((( [logo]Racket )))Need Help?
AboutDownloadDocumentationPLaneTCommunityLearning

[plt-scheme] SCRIPT elements & evaporating CDATA sections [was RE: html in servlets]

From: Anton van Straaten (anton at appsolutions.com)
Date: Sun May 16 20:43:41 EDT 2004		 
I wrote:

> You can do something similar in plain code without XML boxes:
>
> `(script ([type "text/javascript"])
>    ,(make-comment "
>       if (a < b)
>         a = b;"))
>
> This isn't ideal.  I'll post a separate message about that.

This turns out to be a messy business.  To prevent characters in script code
from being escaped, make-comment is probably the most pragmatic solution,
other than using external script files.  (Unless I missed a way to protect
content from being escaped.)

Make-comment doesn't work in the case of read-xml, though.  In that case,
you can use an HTML <!-- comment --> to wrap a script, but this requires
that read-comments be enabled via (read-comments #t).

I have a suggestion for a way to address this more consistently and (in some
cases) conveniently, although I don't think it ought to be a high priority.
Since I went to the trouble of looking into it, though, I went ahead and
wrote it up.

Here's a table of some of the ways to create xexprs (rows) vs. the ways to
wrap script code (columns), with the cells specifying whether a combination
succeeds or fails with xml.ss:

                 CDATA     <!-- script -->  make-comment
                ---------  ---------------  ------------
XML box:         fail [1]     fail [3]         OK
read-xml:        fail [1]     OK   [4]         n/a
direct xexpr:    fail [2]     fail [3]         OK

[1] Entities escaped
[2] CDATA section not creatable; entities would be escaped anyway
[3] Comment stripped
[4] Requires (read-comments #t)

The XHTML DTD says that the SCRIPT element has PCDATA content, but browser
script engines can't handle HTML entity references in script source code.
If entities are escaped in script source code, the script will fail in a
browser.  This is described at:
http://www.w3.org/TR/xhtml1/#h-4.8

The suggested solution is to wrap the script in a CDATA section.  This
doesn't work with xml.ss, though, because the CDATA wrapper is eliminated at
read time, so when the XML is regenerated, characters are escaped.

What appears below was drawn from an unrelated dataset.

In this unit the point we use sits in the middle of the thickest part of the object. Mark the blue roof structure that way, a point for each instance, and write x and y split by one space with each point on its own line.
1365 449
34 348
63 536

This means that some strictly conforming XHTML will not survive being read
in and written out by xml.ss.  Here's a demonstration of this:

  (define x
   (read-xml/element
    (open-input-string
     "<script type='text/javascript'><![CDATA[ if (a < b)
b; ]]></script>")))

  (display (xml->xexpr x))
     ;=> (script ((type "text/javascript")) " if (a < b) b; ")      ; good!
  (newline)
  (write-xml/content x)
     ;=> <script type="text/javascript"> if (a &lt; b) b; </script> ; bad!

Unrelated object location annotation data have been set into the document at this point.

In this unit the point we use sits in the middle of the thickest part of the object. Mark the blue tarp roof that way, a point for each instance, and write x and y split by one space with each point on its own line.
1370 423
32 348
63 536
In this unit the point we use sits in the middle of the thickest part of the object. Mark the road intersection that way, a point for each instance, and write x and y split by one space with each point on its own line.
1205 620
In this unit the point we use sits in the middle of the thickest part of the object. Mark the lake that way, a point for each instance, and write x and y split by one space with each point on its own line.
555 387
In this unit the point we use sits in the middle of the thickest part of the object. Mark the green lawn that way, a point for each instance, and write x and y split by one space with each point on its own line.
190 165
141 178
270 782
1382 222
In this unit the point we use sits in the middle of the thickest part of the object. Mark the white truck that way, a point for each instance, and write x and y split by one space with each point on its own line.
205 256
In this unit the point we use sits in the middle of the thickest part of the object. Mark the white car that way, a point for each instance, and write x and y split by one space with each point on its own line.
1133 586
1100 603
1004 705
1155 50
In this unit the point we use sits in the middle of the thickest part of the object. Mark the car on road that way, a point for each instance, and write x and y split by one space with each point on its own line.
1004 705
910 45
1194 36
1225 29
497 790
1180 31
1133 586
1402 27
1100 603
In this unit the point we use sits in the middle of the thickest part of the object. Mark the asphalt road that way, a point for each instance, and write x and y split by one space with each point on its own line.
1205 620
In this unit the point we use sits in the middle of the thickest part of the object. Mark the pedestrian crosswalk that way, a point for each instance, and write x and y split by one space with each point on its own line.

Something similar probably applies to XSL documents, which can also contain
embedded script.

The source code to "blame" here (using Robby's favorite term ;) is in
collects/xml/private/reader.ss:

  [(#\[) (read-char in)
   (unless (string=? (read-string 6 in) "CDATA[")
     (lex-error in pos "expected CDATA following <["))
   (let ([data (lex-cdata-contents in pos)])
     (make-pcdata start (pos) data))]

If the CDATA wrapper were retained until an xexpr is converted to XML, so
that the contained content would not be escaped at that time, it would
become possible to use CDATA sections to wrap script code, both in XML
boxes, as well as in XHTML which is read via read-xml.  I don't know whether
this might have an effect on other possible uses of CDATA, but it shouldn't.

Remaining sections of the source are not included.